Nevertheless, many web advertising companies require ads be placed above the fold. Marketing research done by Google shows that the viewability of adverts is affected by its position in relation to the fold as there is a significant drop-off below the fold. Each company tends to use their own definition of the fold. The BlogHer advertising network, for example, defines the fold as the top 768 pixels of the page. The FoodieBlogRoll advertising network defines the fold as the top 1000 pixels.

== Other variants ==
Newspaper stories that appear below the fold are said to be located "under the fold."

Internet search query results appear much in the same way. Many web site optimization efforts may be exerted in an attempt to gain the highest "search indexing" or "ranking" placement (as close to first place as possible) for directed term(s) or phrase(s). Using natural or "organic" web site optimization practices has been the standard operating procedure for attaining higher indexing with the result being the web site appearing in the view area or "above the fold" of the search results pages and especially the first page.

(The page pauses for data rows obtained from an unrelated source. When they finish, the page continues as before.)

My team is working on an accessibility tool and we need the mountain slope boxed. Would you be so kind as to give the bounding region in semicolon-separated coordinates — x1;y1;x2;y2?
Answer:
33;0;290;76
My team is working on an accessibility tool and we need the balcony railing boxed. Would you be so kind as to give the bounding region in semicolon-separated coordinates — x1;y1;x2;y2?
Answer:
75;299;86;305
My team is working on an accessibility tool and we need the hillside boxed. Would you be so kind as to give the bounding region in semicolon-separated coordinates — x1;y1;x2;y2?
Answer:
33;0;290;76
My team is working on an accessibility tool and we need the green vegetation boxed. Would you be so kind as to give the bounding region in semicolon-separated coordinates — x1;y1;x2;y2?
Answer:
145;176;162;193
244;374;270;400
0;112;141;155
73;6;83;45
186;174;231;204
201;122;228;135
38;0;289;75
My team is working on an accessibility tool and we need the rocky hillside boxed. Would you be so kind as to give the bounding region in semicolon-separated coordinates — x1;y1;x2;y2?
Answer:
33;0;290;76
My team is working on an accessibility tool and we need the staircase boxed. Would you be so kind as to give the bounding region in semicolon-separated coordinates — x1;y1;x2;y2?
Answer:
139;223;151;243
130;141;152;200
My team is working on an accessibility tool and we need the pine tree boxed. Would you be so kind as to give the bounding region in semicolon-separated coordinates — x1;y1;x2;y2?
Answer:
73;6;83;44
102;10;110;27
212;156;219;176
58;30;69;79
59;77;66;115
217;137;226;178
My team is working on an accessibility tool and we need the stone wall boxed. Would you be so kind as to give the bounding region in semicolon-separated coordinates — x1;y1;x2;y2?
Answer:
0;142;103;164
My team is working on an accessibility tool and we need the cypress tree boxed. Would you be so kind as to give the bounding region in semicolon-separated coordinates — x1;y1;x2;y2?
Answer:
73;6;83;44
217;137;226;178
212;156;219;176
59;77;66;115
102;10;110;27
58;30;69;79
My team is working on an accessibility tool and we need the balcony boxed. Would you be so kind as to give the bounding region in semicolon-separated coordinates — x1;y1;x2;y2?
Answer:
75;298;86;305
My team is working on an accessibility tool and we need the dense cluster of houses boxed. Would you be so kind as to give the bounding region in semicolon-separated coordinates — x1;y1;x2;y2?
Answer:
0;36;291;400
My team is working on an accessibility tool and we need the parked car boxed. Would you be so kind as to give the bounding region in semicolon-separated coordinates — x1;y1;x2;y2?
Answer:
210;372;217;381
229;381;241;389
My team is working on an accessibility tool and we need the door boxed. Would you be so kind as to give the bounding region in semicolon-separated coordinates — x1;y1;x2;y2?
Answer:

The term is infrequently used in reference to resume and CV (curriculum vitae) layout, where the most crucial and relevant (to the job sought) information must be in the top third, alternately called the "hot zone", to catch the attention of the reader. Since most applicants file credentials electronically, and applications are no longer folded in thirds to fit in an envelope, the advice remains, even though the means of distribution has changed.

== Below the fold ==

"Below the fold" refers to the parts of a newspaper or tabloid that are not on the first half of the first page, and are therefore less prominent. It can also refer to the portion of a webpage that does not show until one scrolls down.

When Apple was ordered to display acknowledgements that Samsung did not infringe their designs, complaints surfaced because JavaScript code on its UK webpage kept the acknowledgement hidden "below the fold".